Kadın istihdamında çarpıcı çelişki
İşgücü ve istihdam alanındaki eğilimleri son yıllarda kadınlar belirliyor. “Teğet geçtiği” ne inanmamız istenen 2008-2009 krizi, kadınları evden çıkıp çalışmaya ve iş aramaya zorladı. 2008-2009 kriziyle rekor düzeye çıkan işsizlik ve işten çıkarmalar karşısında ailelerin geçim sıkıntısının iyice artması, kadınların işgücüne katılımını hızlandırdı. Krizin ivmelendirdiği bu eğilim daha sonraki yıllarda da sürdü. Buna paralel olarak bir yandan kadın istihdamı göreli olarak daha hızlı artmaya başlarken öte tarafta kadın işsiz sayısı ve işsizlik oranı da yükselmeye başladı.
Kadınların işgücüne ve istihdama katılımının hız kazanmasının ardında birden fazla faktör rol oynuyor.
Bunlardan birincisi tarımdaki çözülme ve tarımın yıldan yıla daha az insan istihdam edebiliyor hale gelmesi.

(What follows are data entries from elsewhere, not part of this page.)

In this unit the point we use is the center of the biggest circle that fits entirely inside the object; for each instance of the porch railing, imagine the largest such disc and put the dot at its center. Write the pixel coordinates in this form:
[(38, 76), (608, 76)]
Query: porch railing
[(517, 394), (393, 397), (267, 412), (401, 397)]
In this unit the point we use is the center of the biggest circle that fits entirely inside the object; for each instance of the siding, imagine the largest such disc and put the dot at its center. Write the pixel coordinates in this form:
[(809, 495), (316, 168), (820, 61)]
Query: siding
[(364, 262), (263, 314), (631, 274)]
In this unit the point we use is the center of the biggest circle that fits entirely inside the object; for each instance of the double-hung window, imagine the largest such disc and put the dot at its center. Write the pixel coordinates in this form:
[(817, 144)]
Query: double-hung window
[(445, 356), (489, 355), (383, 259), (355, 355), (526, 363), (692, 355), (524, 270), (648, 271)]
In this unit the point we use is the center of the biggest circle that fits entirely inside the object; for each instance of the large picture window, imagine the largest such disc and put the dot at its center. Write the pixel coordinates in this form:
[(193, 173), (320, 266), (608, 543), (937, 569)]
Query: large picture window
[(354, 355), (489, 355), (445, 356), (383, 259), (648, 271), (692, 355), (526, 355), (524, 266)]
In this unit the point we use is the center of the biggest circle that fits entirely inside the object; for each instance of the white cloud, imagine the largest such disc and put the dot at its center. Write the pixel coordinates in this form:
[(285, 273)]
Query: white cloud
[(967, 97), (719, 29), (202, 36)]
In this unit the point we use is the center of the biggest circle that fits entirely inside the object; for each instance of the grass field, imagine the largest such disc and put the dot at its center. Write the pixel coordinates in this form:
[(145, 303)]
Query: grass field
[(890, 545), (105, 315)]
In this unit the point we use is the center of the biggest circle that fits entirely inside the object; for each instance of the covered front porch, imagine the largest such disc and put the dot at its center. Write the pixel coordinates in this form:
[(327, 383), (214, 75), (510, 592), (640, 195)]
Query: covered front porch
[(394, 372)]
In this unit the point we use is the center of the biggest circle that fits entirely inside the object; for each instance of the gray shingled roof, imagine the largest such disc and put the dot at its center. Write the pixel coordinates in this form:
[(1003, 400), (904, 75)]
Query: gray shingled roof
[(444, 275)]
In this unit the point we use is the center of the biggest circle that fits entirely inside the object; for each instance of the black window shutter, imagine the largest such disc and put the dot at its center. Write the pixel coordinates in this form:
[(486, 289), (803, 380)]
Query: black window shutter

Bu durum kente göçü hızlandırıyor. Kente göçün artması ile birlikte artan geçim sıkıntısı ailede kadının da çalışmasını zorunlu hale getiriyor. Kriz dönemleri gibi iş güvencesinin iyice tahrip olduğu zamanlarda kadınları işgücüne daha yüksek oranda katılmaya zorluyor. Ayrıca gıda, konut ve ulaşım harcamalarının boyutu karşısında ücretlerin düşük kalması da ailede erkeklerin yanı sıra kadınların da çalışmasını gerektiriyor.
İkinci önemli etken ise meslek eğitimli kadın sayısındaki artış. Yüksek öğrenimli veya meslek lisesi mezunu kadın sayısındaki sürekli artış da çalışan ve iş arayan kadın sayısının artmasını sağlıyor.
Zaten kadın istihdamındaki artışın başını da bu iki uç çekiyor. Son yıllarda çalışan kadın sayısındaki artışın en yüksek olduğu iki kesimden birisi yüksek öğrenimli kadınlar, diğeri ise okuma yazma bilmeyenler ile en fazla ilk veya ortaokul mezunu eğitimsiz kadınlar oldu. Bu süreçte ev kadınları çalışmaya veya iş aramaya başladıkları için daha önce ev işleriyle uğraştıkları için çalışmadıklarını söyleyen kadınların sayısı ciddi olarak azalmaya başladı.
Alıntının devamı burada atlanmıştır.